Listening is not easy & there are a number of obstacles that stand in the way of effective listening, both within & outside the workplace. These barriers are categorized as followes 1. PHYSIOLOGICAL BARRIERS : Some people may have genuine hearing problems or deficiencies that prevent them from listening properly. Once detected, they can generally be treated. Other people may have difficulty in

processing information or memory related problems which make them poor listeners. Another physiological barrier is rapid thought. Listeners have the ability to process information at the rate of approximately 500 words per minute, whereas speakers talk at around 125 words per minute. Since listeners are left with a lot of spare time, their attention may not be focused on what the speaker is saying, but may wander elsewhere. 2. PHYSICAL BARRIERS : These refer to distractions in the environment such as the sound of an air conditioner, cigarette smoke or an overheated room, which interface with listeing process. They could also be in the form of information overload. 3. ATTITUDINAL BARRIERS : Pre-occupation with personal or work related problems can make it difficult to focus ones attention completely on what a speaker is saying, even if what is being said is of prime importance. Another common attitudinal barrier is egocentrism or the belief that you are more knowledgeable than the speaker & that you have nothing new to learn from his ideas. People with this kind of closed minded attitude make very poor listeners. 4. WRONG ASSUMPTIONS : The success of communication depends on both the sender & the receiver, as we have seen in an earlier unit. It is wrong to assume that communication is the sole responsibility of the sender or the speaker & that listeners have no role to play. Such an assumption can be a bog barrier to listening. Another wrong assumption is to think that listening is a passive activity, in which a listener merely absorbs the thoughts of the speaker. Yet another barrier of this type is to assume that speakers are more powerful than listeners. Speakers are seen as being in command of things, whereas listeners are seen to be weak & lacking authority. 5. CULTURAL BARRIERS : Accents can be barriers to listening, since they interfere with the ability to understand the meaning of words that are pronounced differently. The problem of different accents arises not only between cultures but also within a culture. Another type of cultural barrier is differing cultural values. The importance attached to listening & speaking differs in western & oriental cultures. Generally, orientals regard listening & silence as another a virtue whereas westeners attach greater importance to speaking. Therefore this would interfere with the listening process when two people from these two different cultures communicate.

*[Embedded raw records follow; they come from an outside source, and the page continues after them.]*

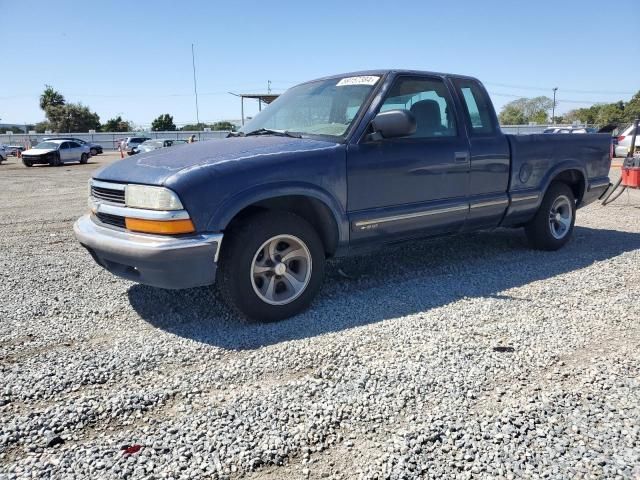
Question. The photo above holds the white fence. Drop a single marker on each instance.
(108, 140)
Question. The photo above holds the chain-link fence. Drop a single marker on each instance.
(108, 140)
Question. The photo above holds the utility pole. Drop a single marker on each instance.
(195, 85)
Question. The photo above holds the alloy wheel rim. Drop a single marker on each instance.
(281, 269)
(560, 217)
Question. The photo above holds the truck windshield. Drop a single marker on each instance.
(324, 107)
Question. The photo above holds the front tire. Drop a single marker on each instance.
(271, 266)
(553, 223)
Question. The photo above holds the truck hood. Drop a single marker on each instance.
(158, 166)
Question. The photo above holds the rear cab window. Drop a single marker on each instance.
(477, 107)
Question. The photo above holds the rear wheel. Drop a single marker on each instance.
(55, 160)
(271, 266)
(553, 224)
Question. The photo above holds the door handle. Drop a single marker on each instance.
(461, 157)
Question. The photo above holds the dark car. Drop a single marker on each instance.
(94, 148)
(336, 166)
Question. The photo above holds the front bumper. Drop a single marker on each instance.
(156, 260)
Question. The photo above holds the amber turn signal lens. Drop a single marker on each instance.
(163, 227)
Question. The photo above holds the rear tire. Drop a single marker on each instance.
(271, 266)
(553, 223)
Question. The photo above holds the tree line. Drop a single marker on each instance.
(62, 116)
(526, 110)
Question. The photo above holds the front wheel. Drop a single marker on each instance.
(271, 266)
(553, 224)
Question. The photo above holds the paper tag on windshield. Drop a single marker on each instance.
(364, 80)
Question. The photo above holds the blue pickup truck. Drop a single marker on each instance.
(333, 167)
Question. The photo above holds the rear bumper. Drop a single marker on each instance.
(155, 260)
(595, 190)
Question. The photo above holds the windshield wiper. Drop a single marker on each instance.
(267, 131)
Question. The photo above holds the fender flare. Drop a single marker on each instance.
(233, 205)
(560, 168)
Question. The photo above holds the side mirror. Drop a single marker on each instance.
(393, 124)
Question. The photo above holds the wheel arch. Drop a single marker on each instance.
(317, 207)
(573, 175)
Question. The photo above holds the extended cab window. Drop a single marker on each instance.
(477, 107)
(429, 101)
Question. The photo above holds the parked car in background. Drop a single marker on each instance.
(132, 142)
(570, 130)
(14, 149)
(56, 153)
(335, 166)
(624, 142)
(155, 144)
(94, 148)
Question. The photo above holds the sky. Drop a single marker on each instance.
(134, 58)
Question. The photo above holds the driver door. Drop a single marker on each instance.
(415, 185)
(65, 152)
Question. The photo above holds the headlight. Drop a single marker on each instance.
(152, 198)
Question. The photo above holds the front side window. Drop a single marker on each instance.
(324, 107)
(429, 101)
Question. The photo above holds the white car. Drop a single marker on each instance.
(56, 153)
(624, 142)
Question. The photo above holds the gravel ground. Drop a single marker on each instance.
(455, 358)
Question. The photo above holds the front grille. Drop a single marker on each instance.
(110, 195)
(115, 220)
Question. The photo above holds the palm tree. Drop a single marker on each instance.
(51, 98)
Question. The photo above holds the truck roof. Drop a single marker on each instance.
(383, 72)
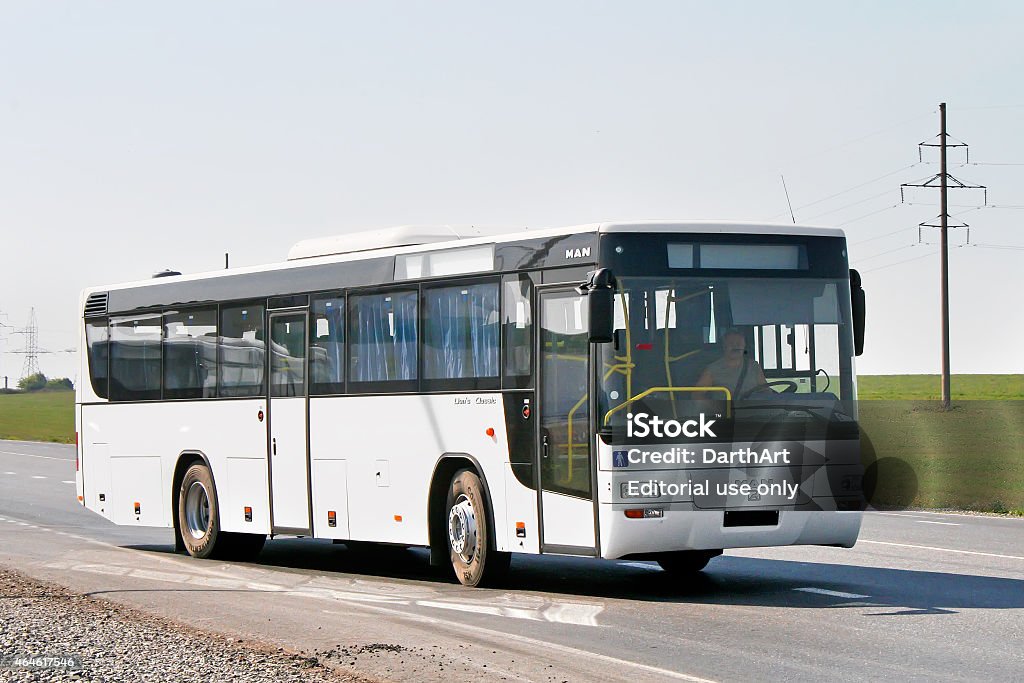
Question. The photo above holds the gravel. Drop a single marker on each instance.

6. GENDER BARRIERS : Communication research has shown that gender can be a barrier to listening. Studies have revealed that men & women listen very differently & for different purposes. Women are more likely to listen for the emotions behind a speakers words, while men listen more for the facts & the content. 7. LACK OF TRAINING : Listening is not an inborn skill. People are not born good listeners. They have to develop the art of listening through practice & traning. Lack of training in listening skills is an important barrier to listening, especially in the Indian context. 8. BAD LISTENING HABITS : Most people are very average listeners who have developed poor listening habits that are hard to shed & that act as barriers to listening. Another habit is to avoid difficult listening & to tune off deliberately, if the subject is too technical or difficult to understand. Sometimes, the subject itself may be dismissed as uninteresting because the listner does not want to listen.


1. DISCRIMINATIVE LISTENING : This is the most basic type of listening, whereby the difference between the sounds is identified. Unless the differences between the sounds are identified, the meaning expressed by such differences cannot be grasped. Once we learn to distinguish between sounds in our own language, we are able to do the same in other languages. One reason why people belonging to one country find it difficult to speak the language of another country is that they find the sounds sililar & cannot understand the subtle differences. 2. COMPREHENSION LISTENING : Once we have learnt to discriminate between the different sounds, the next step is to try to comprehend the meaning of these sounds. In order to do this, we require a dictionary of words, along with the rules of grammer & syntex. Apart from the verbal communication, we also need to understand the meaning conveyed by the speakers nonverbal behavior. This can be achieved by closely observing varous aspects of the speakers body language & tone of voice.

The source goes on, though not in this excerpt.